Raspberry Pi 5 board, 16 GB
Quick start guide and safety booklet
There is no power supply, cables, memory card, or case in the box — Pi 5 is sold as a standalone board. This is the manufacturer’s standard practice: everyone builds their computer for their own tasks.
To get the board running, you need at least:
A 27 W USB-C power supply, 5 V / 5 A, with Power Delivery support. The official Raspberry Pi power supply is suitable. Regular 18–20 W phone chargers will not handle the board under load — you may get reboots and low-power warnings.
A microSD card from 32 GB for the system — or, if you plan to run a node, it is better to use a 1+ TB SSD through an M.2 HAT right away.
A micro-HDMI to HDMI cable — the board uses micro-HDMI ports, not full-size HDMI.
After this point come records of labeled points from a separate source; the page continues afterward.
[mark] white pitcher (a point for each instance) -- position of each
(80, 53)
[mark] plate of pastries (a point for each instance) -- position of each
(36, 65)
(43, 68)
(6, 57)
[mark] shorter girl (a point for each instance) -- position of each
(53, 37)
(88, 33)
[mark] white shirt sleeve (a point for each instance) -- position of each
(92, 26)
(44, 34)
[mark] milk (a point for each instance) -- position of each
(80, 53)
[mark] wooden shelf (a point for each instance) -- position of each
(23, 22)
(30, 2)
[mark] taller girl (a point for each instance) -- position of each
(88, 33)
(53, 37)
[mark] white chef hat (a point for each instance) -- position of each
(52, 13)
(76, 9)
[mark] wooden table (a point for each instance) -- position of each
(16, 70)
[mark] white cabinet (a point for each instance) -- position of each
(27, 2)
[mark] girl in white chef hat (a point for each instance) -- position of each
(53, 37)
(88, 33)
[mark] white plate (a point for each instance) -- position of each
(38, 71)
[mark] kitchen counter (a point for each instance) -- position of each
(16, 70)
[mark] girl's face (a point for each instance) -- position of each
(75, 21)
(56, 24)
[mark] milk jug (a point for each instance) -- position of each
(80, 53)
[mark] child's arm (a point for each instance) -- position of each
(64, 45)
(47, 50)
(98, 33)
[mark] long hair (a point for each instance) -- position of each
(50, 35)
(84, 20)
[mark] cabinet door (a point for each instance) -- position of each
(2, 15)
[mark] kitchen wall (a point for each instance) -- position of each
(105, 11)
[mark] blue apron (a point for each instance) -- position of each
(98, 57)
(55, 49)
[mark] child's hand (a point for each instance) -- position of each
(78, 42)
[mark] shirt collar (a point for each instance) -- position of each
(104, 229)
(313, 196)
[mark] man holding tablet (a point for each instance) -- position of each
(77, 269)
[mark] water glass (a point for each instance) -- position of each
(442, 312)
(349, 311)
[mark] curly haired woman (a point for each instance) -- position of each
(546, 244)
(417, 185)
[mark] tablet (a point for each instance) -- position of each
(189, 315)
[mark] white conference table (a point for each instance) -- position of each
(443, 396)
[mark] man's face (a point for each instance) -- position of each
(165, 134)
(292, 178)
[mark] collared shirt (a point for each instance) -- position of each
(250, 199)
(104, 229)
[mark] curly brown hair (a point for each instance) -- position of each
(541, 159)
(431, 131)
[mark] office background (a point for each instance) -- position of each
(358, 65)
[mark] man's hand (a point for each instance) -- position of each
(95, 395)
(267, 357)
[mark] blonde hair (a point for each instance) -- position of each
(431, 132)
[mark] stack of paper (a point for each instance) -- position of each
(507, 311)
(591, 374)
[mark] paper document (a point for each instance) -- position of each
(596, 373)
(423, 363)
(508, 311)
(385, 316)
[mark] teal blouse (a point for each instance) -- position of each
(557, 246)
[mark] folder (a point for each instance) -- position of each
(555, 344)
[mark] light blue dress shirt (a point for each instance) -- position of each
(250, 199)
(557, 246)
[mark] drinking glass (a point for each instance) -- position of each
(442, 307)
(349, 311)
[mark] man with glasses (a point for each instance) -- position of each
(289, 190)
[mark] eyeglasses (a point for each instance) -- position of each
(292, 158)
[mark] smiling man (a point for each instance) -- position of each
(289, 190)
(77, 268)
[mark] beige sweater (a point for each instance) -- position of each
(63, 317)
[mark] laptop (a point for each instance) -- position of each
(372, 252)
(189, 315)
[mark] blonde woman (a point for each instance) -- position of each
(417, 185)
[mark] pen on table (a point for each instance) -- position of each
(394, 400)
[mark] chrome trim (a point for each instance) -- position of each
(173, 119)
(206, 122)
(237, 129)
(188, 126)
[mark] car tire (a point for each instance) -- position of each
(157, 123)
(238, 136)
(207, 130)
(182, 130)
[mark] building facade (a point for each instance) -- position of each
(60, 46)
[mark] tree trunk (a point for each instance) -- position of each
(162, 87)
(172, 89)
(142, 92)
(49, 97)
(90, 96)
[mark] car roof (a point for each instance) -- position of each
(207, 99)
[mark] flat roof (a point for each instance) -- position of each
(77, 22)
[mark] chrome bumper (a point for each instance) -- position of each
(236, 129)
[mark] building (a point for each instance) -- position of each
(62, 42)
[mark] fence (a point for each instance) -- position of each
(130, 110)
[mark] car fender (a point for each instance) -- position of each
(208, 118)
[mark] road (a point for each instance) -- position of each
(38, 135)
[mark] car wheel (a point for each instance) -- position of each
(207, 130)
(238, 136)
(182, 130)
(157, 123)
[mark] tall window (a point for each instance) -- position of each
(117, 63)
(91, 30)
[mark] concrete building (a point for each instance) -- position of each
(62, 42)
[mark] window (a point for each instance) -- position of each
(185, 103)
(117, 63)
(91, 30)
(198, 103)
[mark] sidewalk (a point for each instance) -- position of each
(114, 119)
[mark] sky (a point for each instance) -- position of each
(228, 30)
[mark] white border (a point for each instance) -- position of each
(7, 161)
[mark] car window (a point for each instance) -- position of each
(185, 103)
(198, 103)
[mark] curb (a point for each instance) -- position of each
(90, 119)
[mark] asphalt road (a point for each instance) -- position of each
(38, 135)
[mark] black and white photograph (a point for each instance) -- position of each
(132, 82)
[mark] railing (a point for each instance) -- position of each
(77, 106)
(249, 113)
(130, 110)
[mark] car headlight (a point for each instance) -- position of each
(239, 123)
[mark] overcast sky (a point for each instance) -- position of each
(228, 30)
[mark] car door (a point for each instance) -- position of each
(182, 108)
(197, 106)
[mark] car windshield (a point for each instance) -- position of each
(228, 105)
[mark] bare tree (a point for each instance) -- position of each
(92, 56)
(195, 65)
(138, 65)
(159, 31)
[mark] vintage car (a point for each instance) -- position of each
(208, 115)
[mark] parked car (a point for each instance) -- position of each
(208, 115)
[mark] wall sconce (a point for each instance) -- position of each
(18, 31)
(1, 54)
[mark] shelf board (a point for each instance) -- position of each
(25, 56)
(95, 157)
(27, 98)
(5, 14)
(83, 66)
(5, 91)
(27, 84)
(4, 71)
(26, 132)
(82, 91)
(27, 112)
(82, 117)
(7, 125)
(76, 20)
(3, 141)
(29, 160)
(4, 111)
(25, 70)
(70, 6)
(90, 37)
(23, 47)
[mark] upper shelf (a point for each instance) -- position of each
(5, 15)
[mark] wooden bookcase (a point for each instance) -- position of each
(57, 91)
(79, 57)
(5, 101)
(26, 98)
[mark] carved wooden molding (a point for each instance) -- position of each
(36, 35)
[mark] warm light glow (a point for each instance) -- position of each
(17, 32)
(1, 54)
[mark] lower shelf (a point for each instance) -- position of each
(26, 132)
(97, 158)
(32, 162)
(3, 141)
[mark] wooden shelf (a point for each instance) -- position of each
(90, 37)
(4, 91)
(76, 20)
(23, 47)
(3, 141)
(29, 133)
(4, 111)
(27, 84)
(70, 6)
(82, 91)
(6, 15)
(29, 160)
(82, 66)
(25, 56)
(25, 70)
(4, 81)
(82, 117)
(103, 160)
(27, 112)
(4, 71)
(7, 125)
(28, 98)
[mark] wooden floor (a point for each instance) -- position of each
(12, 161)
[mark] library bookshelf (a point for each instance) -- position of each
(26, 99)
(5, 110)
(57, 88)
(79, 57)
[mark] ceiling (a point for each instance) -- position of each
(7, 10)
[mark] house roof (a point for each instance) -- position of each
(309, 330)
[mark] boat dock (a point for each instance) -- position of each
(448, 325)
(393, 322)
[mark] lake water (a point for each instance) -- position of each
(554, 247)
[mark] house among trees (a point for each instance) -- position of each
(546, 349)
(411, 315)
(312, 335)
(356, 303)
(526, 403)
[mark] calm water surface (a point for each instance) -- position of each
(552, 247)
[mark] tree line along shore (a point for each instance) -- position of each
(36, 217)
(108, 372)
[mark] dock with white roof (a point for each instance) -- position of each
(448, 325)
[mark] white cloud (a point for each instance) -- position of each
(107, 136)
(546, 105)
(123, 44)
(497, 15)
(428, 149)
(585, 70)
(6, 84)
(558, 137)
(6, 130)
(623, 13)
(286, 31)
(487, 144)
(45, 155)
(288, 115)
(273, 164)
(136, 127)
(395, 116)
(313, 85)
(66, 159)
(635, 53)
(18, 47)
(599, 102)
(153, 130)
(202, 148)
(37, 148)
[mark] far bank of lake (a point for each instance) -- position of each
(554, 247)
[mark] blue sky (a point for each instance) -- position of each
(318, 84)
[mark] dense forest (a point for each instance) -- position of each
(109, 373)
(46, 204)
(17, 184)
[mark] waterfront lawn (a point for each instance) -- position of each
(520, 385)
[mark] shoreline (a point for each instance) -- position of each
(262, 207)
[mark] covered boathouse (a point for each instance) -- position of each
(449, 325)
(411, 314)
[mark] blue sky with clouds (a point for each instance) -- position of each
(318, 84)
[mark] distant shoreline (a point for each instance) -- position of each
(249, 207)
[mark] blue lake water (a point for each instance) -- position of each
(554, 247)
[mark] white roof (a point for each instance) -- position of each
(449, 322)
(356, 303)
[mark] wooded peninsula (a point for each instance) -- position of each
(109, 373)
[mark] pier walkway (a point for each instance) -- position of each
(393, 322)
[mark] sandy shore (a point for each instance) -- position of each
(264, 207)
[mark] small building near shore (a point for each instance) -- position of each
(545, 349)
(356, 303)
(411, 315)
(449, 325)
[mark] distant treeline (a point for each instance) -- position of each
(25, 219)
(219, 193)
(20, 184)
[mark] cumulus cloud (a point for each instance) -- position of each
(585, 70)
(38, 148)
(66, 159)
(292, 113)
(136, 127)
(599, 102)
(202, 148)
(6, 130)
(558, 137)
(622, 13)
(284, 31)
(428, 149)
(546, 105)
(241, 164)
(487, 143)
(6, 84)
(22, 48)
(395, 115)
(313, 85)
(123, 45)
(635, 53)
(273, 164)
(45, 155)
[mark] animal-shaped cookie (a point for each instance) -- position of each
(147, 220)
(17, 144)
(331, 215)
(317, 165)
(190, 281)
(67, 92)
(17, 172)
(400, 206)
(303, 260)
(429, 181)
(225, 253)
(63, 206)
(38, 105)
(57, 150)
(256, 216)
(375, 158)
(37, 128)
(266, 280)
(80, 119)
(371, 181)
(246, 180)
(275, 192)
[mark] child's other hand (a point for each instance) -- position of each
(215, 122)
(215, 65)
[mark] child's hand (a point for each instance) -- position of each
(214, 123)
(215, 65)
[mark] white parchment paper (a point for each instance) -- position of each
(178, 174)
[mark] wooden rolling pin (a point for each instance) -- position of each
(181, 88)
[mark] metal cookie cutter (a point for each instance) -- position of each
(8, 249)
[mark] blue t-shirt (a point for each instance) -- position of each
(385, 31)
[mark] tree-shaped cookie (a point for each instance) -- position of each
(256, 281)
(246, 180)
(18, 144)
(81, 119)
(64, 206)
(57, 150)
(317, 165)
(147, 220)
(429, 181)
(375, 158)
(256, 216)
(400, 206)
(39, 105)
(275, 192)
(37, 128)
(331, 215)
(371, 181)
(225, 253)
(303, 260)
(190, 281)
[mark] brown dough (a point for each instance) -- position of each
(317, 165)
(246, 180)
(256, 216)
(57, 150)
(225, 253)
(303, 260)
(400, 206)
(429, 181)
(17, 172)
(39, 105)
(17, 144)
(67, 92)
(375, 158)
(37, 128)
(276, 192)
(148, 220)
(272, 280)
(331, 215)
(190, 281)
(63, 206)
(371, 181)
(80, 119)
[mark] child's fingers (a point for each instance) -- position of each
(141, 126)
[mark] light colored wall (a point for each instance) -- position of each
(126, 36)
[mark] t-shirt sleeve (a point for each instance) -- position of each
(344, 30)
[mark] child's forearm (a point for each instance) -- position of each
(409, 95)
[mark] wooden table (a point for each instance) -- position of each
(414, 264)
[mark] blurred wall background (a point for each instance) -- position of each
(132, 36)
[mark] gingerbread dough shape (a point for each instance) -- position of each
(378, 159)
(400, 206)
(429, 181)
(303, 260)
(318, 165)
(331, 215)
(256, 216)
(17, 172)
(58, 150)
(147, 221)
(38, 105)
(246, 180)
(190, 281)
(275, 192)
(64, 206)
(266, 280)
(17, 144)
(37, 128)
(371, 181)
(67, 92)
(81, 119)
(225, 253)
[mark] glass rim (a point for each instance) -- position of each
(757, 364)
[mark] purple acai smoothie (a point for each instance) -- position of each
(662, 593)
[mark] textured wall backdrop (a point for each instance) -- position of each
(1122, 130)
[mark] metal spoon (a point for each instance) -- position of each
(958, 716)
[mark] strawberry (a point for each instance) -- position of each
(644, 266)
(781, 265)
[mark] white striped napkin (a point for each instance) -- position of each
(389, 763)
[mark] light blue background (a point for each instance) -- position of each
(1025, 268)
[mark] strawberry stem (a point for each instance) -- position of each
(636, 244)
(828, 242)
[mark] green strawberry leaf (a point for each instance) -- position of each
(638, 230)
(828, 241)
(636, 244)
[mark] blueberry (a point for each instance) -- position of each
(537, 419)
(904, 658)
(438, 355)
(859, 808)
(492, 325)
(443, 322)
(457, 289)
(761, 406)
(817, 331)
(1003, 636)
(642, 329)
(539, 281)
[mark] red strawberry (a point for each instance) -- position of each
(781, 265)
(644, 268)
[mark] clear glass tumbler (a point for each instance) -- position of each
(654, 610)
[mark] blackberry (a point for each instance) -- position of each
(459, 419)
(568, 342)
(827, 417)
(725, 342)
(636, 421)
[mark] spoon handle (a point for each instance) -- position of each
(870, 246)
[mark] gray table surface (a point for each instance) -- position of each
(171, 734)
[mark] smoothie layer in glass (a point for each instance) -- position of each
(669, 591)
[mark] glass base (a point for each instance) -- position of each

Optional, but highly recommended:
Raspberry Pi active cooler or a case with a fan. Under constant load, for example as a node or server, Pi 5 without airflow goes into throttling — this is when the chip lowers its frequency to avoid overheating. As a result, performance drops significantly. For occasional tasks, you can manage without a cooler, but for 24/7 operation, it is necessary.
A case. A bare board can be easily damaged by static electricity or an accidental short circuit. A case solves this problem.
A battery for the real-time clock, RTC. The board has a dedicated connector — without the battery, the clock resets after shutdown.